Uma norma adotada pelo Governo de Rondônia, por meio da Secretaria de Estado do Desenvolvimento Ambiental (Sedam), no âmbito da  vem resultando na destinação de madeiras de lei e equipamentos apreendidos no interior de unidades de conservação estaduais ao patrimônio de órgãos públicos estaduais. As 40 unidades de conservação de Rondônia totalizam atualmente 2 milhões de hectares, correspondentes a 10% da extensão estadual, de 237,5 mil quilômetros quadrados.

As doações a órgãos públicos obedecem a um trâmite legal após considerado “o perdimento” do equipamento. A Copam também tem apreendido madeira de lei. A faveira, por exemplo, é bem apropriada à construção de pontes. O Departamento de Estradas de Rodagem (DER) é o escolhido para receber todo carregamento apreendido.

“Um termo de doação assinado recentemente destinou um caminhão e um trator à Prefeitura de Candeias do Jamari, a 18 quilômetros de Porto Velho. Os dois veículos estavam em atividade dentro da Floresta Nacional Jamari, em 2018”, informou hoje (19), o coordenador Marcos Trindade da Coordenadoria de Proteção Ambiental (Copam) da Sedam.

O coordenador esclarece que a medida possibilita a continuidade do uso do bem apreendido. “São caminhões, madeira, geradores de energia elétrica, entre outros, que têm condições de aproveitamento no serviço público”, assinalou.

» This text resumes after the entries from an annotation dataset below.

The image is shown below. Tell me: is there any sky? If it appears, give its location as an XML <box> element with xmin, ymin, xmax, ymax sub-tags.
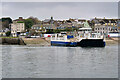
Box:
<box><xmin>2</xmin><ymin>2</ymin><xmax>118</xmax><ymax>20</ymax></box>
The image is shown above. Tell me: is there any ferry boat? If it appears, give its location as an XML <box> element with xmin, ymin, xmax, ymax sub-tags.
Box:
<box><xmin>51</xmin><ymin>34</ymin><xmax>77</xmax><ymax>47</ymax></box>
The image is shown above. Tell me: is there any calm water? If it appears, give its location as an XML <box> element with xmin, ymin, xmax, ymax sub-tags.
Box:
<box><xmin>0</xmin><ymin>45</ymin><xmax>118</xmax><ymax>78</ymax></box>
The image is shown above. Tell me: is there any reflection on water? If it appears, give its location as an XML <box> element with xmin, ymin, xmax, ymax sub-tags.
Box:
<box><xmin>2</xmin><ymin>45</ymin><xmax>118</xmax><ymax>78</ymax></box>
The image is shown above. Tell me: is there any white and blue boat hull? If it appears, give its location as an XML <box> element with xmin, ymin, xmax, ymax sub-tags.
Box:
<box><xmin>51</xmin><ymin>41</ymin><xmax>77</xmax><ymax>46</ymax></box>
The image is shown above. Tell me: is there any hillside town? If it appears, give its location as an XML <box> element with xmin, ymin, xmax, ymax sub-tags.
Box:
<box><xmin>0</xmin><ymin>17</ymin><xmax>120</xmax><ymax>37</ymax></box>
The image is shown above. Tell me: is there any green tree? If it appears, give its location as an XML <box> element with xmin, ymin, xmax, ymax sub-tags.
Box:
<box><xmin>6</xmin><ymin>31</ymin><xmax>11</xmax><ymax>36</ymax></box>
<box><xmin>25</xmin><ymin>19</ymin><xmax>34</xmax><ymax>29</ymax></box>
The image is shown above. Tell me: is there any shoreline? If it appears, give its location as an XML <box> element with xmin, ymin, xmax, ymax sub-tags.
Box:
<box><xmin>0</xmin><ymin>38</ymin><xmax>120</xmax><ymax>46</ymax></box>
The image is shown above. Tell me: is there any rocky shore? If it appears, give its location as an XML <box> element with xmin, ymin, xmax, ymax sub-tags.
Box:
<box><xmin>0</xmin><ymin>38</ymin><xmax>120</xmax><ymax>46</ymax></box>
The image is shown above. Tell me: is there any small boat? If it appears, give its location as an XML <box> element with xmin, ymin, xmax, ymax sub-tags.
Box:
<box><xmin>77</xmin><ymin>21</ymin><xmax>105</xmax><ymax>47</ymax></box>
<box><xmin>77</xmin><ymin>28</ymin><xmax>105</xmax><ymax>47</ymax></box>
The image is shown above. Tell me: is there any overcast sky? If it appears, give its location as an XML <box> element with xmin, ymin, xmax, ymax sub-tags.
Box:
<box><xmin>2</xmin><ymin>2</ymin><xmax>118</xmax><ymax>20</ymax></box>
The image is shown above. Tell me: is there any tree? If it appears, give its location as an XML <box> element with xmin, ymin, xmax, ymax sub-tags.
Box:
<box><xmin>25</xmin><ymin>19</ymin><xmax>34</xmax><ymax>29</ymax></box>
<box><xmin>6</xmin><ymin>31</ymin><xmax>11</xmax><ymax>36</ymax></box>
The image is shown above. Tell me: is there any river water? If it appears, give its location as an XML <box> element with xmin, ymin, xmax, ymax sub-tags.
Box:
<box><xmin>0</xmin><ymin>45</ymin><xmax>118</xmax><ymax>78</ymax></box>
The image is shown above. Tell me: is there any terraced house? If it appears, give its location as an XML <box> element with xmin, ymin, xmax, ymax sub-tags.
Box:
<box><xmin>11</xmin><ymin>21</ymin><xmax>25</xmax><ymax>37</ymax></box>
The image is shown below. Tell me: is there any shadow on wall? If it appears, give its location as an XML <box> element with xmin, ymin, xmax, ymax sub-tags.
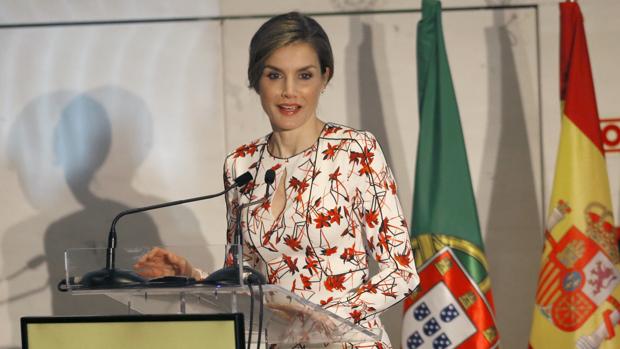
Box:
<box><xmin>481</xmin><ymin>11</ymin><xmax>542</xmax><ymax>348</ymax></box>
<box><xmin>0</xmin><ymin>87</ymin><xmax>204</xmax><ymax>344</ymax></box>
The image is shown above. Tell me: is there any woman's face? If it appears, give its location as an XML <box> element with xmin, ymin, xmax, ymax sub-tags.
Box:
<box><xmin>258</xmin><ymin>42</ymin><xmax>329</xmax><ymax>131</ymax></box>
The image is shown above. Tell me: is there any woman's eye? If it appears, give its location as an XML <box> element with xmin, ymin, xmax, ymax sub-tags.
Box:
<box><xmin>267</xmin><ymin>71</ymin><xmax>280</xmax><ymax>80</ymax></box>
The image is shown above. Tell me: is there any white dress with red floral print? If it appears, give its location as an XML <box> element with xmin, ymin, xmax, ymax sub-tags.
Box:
<box><xmin>224</xmin><ymin>123</ymin><xmax>419</xmax><ymax>348</ymax></box>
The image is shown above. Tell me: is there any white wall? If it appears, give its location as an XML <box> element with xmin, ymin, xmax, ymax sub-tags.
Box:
<box><xmin>0</xmin><ymin>0</ymin><xmax>620</xmax><ymax>348</ymax></box>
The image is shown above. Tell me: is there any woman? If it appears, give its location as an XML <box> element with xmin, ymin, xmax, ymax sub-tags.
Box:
<box><xmin>138</xmin><ymin>12</ymin><xmax>419</xmax><ymax>348</ymax></box>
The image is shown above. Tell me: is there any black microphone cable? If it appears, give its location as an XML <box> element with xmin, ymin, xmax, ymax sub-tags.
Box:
<box><xmin>247</xmin><ymin>284</ymin><xmax>254</xmax><ymax>349</ymax></box>
<box><xmin>256</xmin><ymin>284</ymin><xmax>267</xmax><ymax>349</ymax></box>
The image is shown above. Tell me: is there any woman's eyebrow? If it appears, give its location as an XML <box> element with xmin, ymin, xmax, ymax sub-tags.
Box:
<box><xmin>265</xmin><ymin>64</ymin><xmax>318</xmax><ymax>72</ymax></box>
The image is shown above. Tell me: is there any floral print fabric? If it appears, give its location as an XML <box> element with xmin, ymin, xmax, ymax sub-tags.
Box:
<box><xmin>224</xmin><ymin>123</ymin><xmax>419</xmax><ymax>348</ymax></box>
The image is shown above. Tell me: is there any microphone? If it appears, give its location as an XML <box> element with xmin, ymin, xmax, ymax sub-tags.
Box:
<box><xmin>81</xmin><ymin>171</ymin><xmax>252</xmax><ymax>288</ymax></box>
<box><xmin>202</xmin><ymin>169</ymin><xmax>276</xmax><ymax>285</ymax></box>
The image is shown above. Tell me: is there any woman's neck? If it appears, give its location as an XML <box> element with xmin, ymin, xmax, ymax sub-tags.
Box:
<box><xmin>268</xmin><ymin>118</ymin><xmax>325</xmax><ymax>158</ymax></box>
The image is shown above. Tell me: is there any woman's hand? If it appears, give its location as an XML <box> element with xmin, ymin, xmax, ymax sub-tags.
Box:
<box><xmin>133</xmin><ymin>247</ymin><xmax>200</xmax><ymax>279</ymax></box>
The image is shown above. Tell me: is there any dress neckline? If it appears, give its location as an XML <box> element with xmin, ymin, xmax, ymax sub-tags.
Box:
<box><xmin>265</xmin><ymin>122</ymin><xmax>329</xmax><ymax>161</ymax></box>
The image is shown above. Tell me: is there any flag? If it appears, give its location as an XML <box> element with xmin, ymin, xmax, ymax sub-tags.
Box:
<box><xmin>402</xmin><ymin>0</ymin><xmax>499</xmax><ymax>349</ymax></box>
<box><xmin>530</xmin><ymin>3</ymin><xmax>620</xmax><ymax>349</ymax></box>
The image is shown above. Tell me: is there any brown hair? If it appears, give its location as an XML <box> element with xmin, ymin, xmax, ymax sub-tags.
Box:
<box><xmin>248</xmin><ymin>12</ymin><xmax>334</xmax><ymax>92</ymax></box>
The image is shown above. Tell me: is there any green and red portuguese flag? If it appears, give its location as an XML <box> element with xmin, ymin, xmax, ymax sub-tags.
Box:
<box><xmin>402</xmin><ymin>0</ymin><xmax>499</xmax><ymax>349</ymax></box>
<box><xmin>530</xmin><ymin>3</ymin><xmax>620</xmax><ymax>349</ymax></box>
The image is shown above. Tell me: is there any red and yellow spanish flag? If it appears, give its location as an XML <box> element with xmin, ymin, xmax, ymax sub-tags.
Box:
<box><xmin>530</xmin><ymin>2</ymin><xmax>620</xmax><ymax>349</ymax></box>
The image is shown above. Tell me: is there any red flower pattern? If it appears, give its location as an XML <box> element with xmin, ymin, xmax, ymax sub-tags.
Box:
<box><xmin>224</xmin><ymin>124</ymin><xmax>419</xmax><ymax>348</ymax></box>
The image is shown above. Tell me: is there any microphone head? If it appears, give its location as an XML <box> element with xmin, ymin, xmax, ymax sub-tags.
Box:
<box><xmin>235</xmin><ymin>171</ymin><xmax>253</xmax><ymax>187</ymax></box>
<box><xmin>265</xmin><ymin>169</ymin><xmax>276</xmax><ymax>185</ymax></box>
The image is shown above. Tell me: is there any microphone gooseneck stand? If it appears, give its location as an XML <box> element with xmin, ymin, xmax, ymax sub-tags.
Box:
<box><xmin>80</xmin><ymin>172</ymin><xmax>252</xmax><ymax>288</ymax></box>
<box><xmin>202</xmin><ymin>169</ymin><xmax>276</xmax><ymax>349</ymax></box>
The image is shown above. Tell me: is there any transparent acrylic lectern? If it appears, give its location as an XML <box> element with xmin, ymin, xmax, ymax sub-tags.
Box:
<box><xmin>65</xmin><ymin>245</ymin><xmax>382</xmax><ymax>346</ymax></box>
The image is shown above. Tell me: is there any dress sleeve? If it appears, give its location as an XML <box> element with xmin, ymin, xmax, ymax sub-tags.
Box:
<box><xmin>325</xmin><ymin>133</ymin><xmax>419</xmax><ymax>323</ymax></box>
<box><xmin>223</xmin><ymin>155</ymin><xmax>260</xmax><ymax>268</ymax></box>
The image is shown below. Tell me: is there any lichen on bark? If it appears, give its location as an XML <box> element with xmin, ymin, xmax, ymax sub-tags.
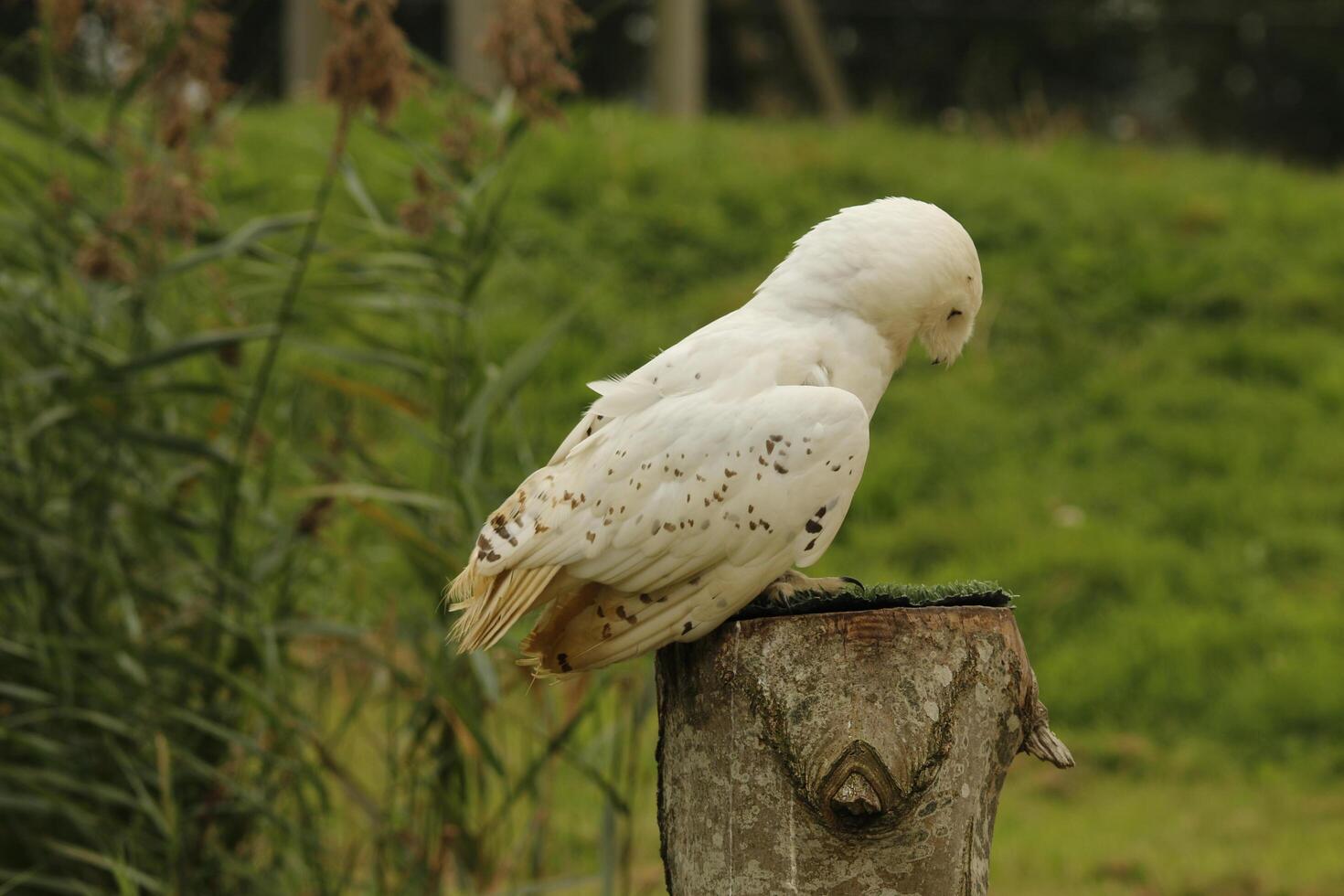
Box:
<box><xmin>657</xmin><ymin>583</ymin><xmax>1072</xmax><ymax>896</ymax></box>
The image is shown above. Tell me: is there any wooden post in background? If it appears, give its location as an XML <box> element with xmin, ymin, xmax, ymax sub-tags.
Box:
<box><xmin>443</xmin><ymin>0</ymin><xmax>501</xmax><ymax>97</ymax></box>
<box><xmin>780</xmin><ymin>0</ymin><xmax>849</xmax><ymax>123</ymax></box>
<box><xmin>285</xmin><ymin>0</ymin><xmax>331</xmax><ymax>97</ymax></box>
<box><xmin>653</xmin><ymin>0</ymin><xmax>707</xmax><ymax>118</ymax></box>
<box><xmin>657</xmin><ymin>591</ymin><xmax>1072</xmax><ymax>896</ymax></box>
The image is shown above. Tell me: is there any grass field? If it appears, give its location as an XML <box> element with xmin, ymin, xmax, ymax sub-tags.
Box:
<box><xmin>238</xmin><ymin>108</ymin><xmax>1344</xmax><ymax>896</ymax></box>
<box><xmin>10</xmin><ymin>94</ymin><xmax>1344</xmax><ymax>896</ymax></box>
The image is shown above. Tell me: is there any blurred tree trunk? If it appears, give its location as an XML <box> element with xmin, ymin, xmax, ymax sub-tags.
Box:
<box><xmin>443</xmin><ymin>0</ymin><xmax>501</xmax><ymax>97</ymax></box>
<box><xmin>285</xmin><ymin>0</ymin><xmax>331</xmax><ymax>97</ymax></box>
<box><xmin>657</xmin><ymin>606</ymin><xmax>1072</xmax><ymax>896</ymax></box>
<box><xmin>653</xmin><ymin>0</ymin><xmax>707</xmax><ymax>118</ymax></box>
<box><xmin>780</xmin><ymin>0</ymin><xmax>849</xmax><ymax>123</ymax></box>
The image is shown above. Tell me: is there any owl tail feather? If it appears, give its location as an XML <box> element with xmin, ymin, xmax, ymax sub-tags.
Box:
<box><xmin>448</xmin><ymin>560</ymin><xmax>560</xmax><ymax>653</ymax></box>
<box><xmin>518</xmin><ymin>581</ymin><xmax>709</xmax><ymax>678</ymax></box>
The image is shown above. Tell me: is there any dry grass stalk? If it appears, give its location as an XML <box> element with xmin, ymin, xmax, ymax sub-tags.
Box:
<box><xmin>485</xmin><ymin>0</ymin><xmax>592</xmax><ymax>117</ymax></box>
<box><xmin>321</xmin><ymin>0</ymin><xmax>422</xmax><ymax>125</ymax></box>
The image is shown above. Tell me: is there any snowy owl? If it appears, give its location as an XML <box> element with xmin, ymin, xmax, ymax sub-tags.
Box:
<box><xmin>449</xmin><ymin>197</ymin><xmax>983</xmax><ymax>676</ymax></box>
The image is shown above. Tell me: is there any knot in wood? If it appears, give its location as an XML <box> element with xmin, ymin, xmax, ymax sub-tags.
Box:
<box><xmin>816</xmin><ymin>741</ymin><xmax>901</xmax><ymax>833</ymax></box>
<box><xmin>830</xmin><ymin>771</ymin><xmax>886</xmax><ymax>821</ymax></box>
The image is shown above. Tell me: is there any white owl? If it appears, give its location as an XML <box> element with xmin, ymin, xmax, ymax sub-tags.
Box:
<box><xmin>449</xmin><ymin>197</ymin><xmax>981</xmax><ymax>675</ymax></box>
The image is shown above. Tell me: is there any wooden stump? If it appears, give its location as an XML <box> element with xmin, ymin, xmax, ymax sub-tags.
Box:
<box><xmin>657</xmin><ymin>591</ymin><xmax>1072</xmax><ymax>896</ymax></box>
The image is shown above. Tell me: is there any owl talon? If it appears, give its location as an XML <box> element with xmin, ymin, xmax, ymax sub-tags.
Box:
<box><xmin>761</xmin><ymin>570</ymin><xmax>863</xmax><ymax>609</ymax></box>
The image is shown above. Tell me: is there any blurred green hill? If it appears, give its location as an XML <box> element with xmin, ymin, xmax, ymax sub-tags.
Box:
<box><xmin>10</xmin><ymin>98</ymin><xmax>1344</xmax><ymax>896</ymax></box>
<box><xmin>327</xmin><ymin>109</ymin><xmax>1344</xmax><ymax>755</ymax></box>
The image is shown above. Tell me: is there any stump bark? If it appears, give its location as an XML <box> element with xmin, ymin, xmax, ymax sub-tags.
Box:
<box><xmin>657</xmin><ymin>591</ymin><xmax>1072</xmax><ymax>896</ymax></box>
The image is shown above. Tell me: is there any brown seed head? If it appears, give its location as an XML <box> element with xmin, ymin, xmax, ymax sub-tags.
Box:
<box><xmin>321</xmin><ymin>0</ymin><xmax>421</xmax><ymax>125</ymax></box>
<box><xmin>485</xmin><ymin>0</ymin><xmax>592</xmax><ymax>117</ymax></box>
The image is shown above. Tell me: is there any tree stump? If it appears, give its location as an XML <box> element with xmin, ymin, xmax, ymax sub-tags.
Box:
<box><xmin>657</xmin><ymin>583</ymin><xmax>1072</xmax><ymax>896</ymax></box>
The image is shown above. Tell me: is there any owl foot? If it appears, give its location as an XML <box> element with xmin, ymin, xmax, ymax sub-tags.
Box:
<box><xmin>761</xmin><ymin>570</ymin><xmax>863</xmax><ymax>607</ymax></box>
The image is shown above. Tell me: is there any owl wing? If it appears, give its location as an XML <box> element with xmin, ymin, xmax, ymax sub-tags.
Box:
<box><xmin>450</xmin><ymin>386</ymin><xmax>869</xmax><ymax>673</ymax></box>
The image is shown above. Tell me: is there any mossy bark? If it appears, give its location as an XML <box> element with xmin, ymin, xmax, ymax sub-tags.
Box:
<box><xmin>657</xmin><ymin>606</ymin><xmax>1072</xmax><ymax>896</ymax></box>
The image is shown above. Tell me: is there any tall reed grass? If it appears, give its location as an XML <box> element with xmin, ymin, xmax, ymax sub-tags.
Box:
<box><xmin>0</xmin><ymin>0</ymin><xmax>650</xmax><ymax>893</ymax></box>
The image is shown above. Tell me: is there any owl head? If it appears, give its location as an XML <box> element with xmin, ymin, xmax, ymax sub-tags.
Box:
<box><xmin>752</xmin><ymin>197</ymin><xmax>984</xmax><ymax>364</ymax></box>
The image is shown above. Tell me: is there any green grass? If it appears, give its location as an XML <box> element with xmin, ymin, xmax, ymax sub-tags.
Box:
<box><xmin>10</xmin><ymin>94</ymin><xmax>1344</xmax><ymax>896</ymax></box>
<box><xmin>230</xmin><ymin>100</ymin><xmax>1344</xmax><ymax>895</ymax></box>
<box><xmin>451</xmin><ymin>109</ymin><xmax>1344</xmax><ymax>756</ymax></box>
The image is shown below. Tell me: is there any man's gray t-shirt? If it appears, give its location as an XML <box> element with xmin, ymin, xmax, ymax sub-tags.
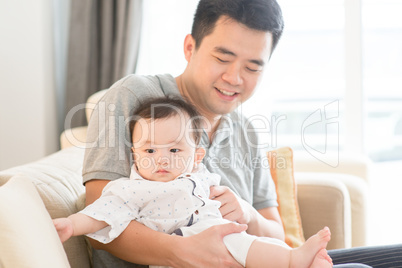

Caminhões apreendidos em bom estado, por exemplo, são utilizados no transporte de madeira bruta extraída ilegalmente em Rondônia, fora dos planos de manejo usuais.

Equipamentos e veículos usados rotineiramente por toreiros dentro das áreas de conservação, em derrubadas clandestinas, são depositados no pátio da Sedam, no Conjunto Cujubim, na Estrada de Santo Antônio, em Porto Velho. Em 2018, a equipe Sedam, acompanhada e guarnecida por soldados do Batalhão de Polícia Ambiental da PM, localizou toreiros extraindo 500 m³ de madeira no interior da Reserva Extrativista Rio Preto Jacundá.